On Thu, Sep 22, 2016 at 6:04 AM, David Sommerseth <dav...@openvpn.net>
wrote:

> If running an OpenVPN client with --enable-pkcs11 and a server without
> and having a username and/or password with more than 128 characters,
> the authentication will fail as the server truncates the password
> to 128 bytes.
>
> This makes things easier and more predictable.  Username/passwords
> can be up to 4096 bytes, regardless of the --enable-pkcs11 state.
>

In spite of this change, in most usage scenarios, username, password and
even pkcs11-id are limited to a much smaller length (more like ~256 bytes)
for other reasons:

The pkcs11-id is the only string that probably needs such a long length,
but its limited to ~240 bytes when read from the config file because of max
line length of 256 bytes + 1 for NUL (in some code paths 255?).
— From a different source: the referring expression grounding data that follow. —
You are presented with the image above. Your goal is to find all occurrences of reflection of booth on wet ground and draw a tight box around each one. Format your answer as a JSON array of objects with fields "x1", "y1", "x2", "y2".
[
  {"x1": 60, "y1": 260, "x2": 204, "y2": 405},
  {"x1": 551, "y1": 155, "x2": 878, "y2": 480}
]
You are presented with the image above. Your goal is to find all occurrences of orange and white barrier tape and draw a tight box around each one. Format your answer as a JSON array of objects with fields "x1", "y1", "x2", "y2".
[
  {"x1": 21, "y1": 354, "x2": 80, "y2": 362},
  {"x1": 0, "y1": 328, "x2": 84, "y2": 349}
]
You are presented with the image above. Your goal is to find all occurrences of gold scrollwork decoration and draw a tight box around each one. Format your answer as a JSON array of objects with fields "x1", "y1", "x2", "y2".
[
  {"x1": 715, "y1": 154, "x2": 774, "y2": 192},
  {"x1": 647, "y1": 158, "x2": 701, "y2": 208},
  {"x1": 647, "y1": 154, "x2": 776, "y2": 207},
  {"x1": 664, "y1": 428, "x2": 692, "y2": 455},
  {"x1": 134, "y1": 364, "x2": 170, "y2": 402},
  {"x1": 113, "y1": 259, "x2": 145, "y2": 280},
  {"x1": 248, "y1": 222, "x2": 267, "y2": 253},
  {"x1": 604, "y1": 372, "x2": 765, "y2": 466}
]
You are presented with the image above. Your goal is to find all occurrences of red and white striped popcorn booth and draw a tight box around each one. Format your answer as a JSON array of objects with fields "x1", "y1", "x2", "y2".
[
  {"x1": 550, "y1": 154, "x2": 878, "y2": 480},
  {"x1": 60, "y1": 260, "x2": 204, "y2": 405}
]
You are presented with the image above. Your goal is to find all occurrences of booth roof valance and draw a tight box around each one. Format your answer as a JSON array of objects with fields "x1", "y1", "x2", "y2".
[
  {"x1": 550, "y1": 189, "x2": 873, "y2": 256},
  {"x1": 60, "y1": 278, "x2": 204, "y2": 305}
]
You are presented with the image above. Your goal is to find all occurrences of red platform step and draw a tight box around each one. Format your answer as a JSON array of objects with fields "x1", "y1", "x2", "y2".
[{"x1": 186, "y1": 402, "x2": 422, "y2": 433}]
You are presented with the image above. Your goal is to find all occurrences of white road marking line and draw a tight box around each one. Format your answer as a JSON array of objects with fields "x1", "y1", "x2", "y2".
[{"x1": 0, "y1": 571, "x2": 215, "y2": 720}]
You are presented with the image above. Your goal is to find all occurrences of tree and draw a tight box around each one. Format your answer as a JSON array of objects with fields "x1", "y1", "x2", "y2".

Even if the
max line length is increased, the max size of an option parameter is 256
bytes (+ 1 for NUL).

The 256 byte limit on parameters in response received from management
(pointed out by Jonathan) is also somewhat related to the above: Input from
management goes through the same parsing code as the lines read from the
config file for handling escapes, embedded whitespace etc. and a limit of
256 bytes per option parameter is imposed

Also usernames > 64 bytes will break --username-as-common-name as CN is
limited to 64 bytes (could 64 code points, but it seems openvpn interprets
that as 64 bytes).

So for most practical purposes, pkcs11-id appears to be limited to ~240
bytes characters in the current code. Changing USER_PASS_LEN to, say, 256
may be more sensible. That shouldn't break any existing configs but may
break some use cases where a long id is supplied from the command line.